El café es una de las bebidas más populares en el mundo. Es ingerida en las casas para despertarse o para cenar con un pan dulce; entre amigos o pretendientes; por trabajadores o estudiantes cansados cuyas ojeras son notorias, y por cualquier otra persona que solo lo compre para presumirlo en sus redes sociales.
Ya sea que lo tomes negro, con leche, azúcar o cualquier otro aditivo, se ha vuelto indispensable en la vida de los mexicanos. Además los recintos dedicados a servirla son visitados con asiduidad para pasar el rato con amigos o para llevar a cabo una lectura. Sin embargo, en tiempos anteriores estos lugares eran conocidos por todo, menos por su tranquilidad.
La primera cafetería que se estableció en la Ciudad de México se ubicó en la esquina de Tacuba y Empedradillo, de acuerdo con el escritor Salvador Novo, donde está actualmente el Monte de Piedad. Clementina Díaz y de Ovando menciona que se trataba del café Manrique y abrió en 1798, al cual llegó a asistir el cura Miguel Hidalgo y Costilla de acuerdo Alfonso Sierra Partida. Aunque de él ya no queda nada.
A las puertas del local se paraban los meseros a invitar a los que pasaban a entrar y disfrutar un café como en Francia: “esto es endulzado y con leche”.
Las razones por las que se tomó así era porque el café resultó demasiado fuerte e impopular para los europeos durante varios años hasta que comenzó a mezclarse con azúcar. Ya en México tardó todavía varios siglos para que este se consumiera. Con la llegada de los españoles, según se cuenta, un esclavo traído de Hernán Cortés plantó unos pocos granos de café que llevaba en su harapiento saco en Coyoacán.

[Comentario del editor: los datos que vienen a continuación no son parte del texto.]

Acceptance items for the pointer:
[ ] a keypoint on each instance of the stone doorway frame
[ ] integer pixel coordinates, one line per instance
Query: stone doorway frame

Lo cierto es que el cultivo del café en el territorio se inició a finales de los 1700. Antes de que adquiriera popularidad las bebidas más consumidas dentro del territorio eran el atole y el chocolate. El chocolate para los ricos y atole para los pobres, pero de origen nacional con raíces prehispánicas, aunque el chocolate comenzó a consumirse con leche. Pero llegó el café a disputarle el primer lugar.
En fin, gracias a la popularidad del establecimiento de Manrique, a este le siguieron la apertura de otros cafés en las calles aledañas como el café Del Cazador que se ubicó en la calle de Madero no. 73, del cual solo queda una placa o el de Medina.
Los cafés así como en la tradición parisina, se volvieron puntos de reunión para los intelectuales y demás aspirantes, un lugar de discusión y socialización para todo tipo de personas: escritores, pensadores, políticos, transeúntes cualquiera y hasta borrachos. En ellos se desarrollaban desde discusiones literarias hasta acaloradas discusiones acerca de la situación del país, del mundo y la política.
También se leía las gacetas o los diarios que se colocaban para los distintos comensales en voz alta para anunciar las noticias, a lo cual algún otro chistosillo por ahí respondía con insultos o verdaderas críticas. Se dice que también se gestaron distintas conspiraciones en contra de los gobiernos en turno.
Para 1810 alrededor de la plaza de la Constitución, de acuerdo con el cronista Luis González Obregón, había puestos de café en varias de las esquinas. Después de la Segunda Intervención Francesa con la Restauración de la República, abrió el Café de la Concordia en la esquina de Isabel la Católica y Madero que marcó una nueva socialización y modelo en los cafés de la época apuntando más hacia el ambiente familiar.
Para inicios del Porfiriato y la inauguración de Paseo de la Reforma que había iniciado desde el imperio de Maximiliano, se volvió el corredor ideal de las élites del país, por lo que otros cafés abrieron sus puertas para la crema y nata de la sociedad porfiriana.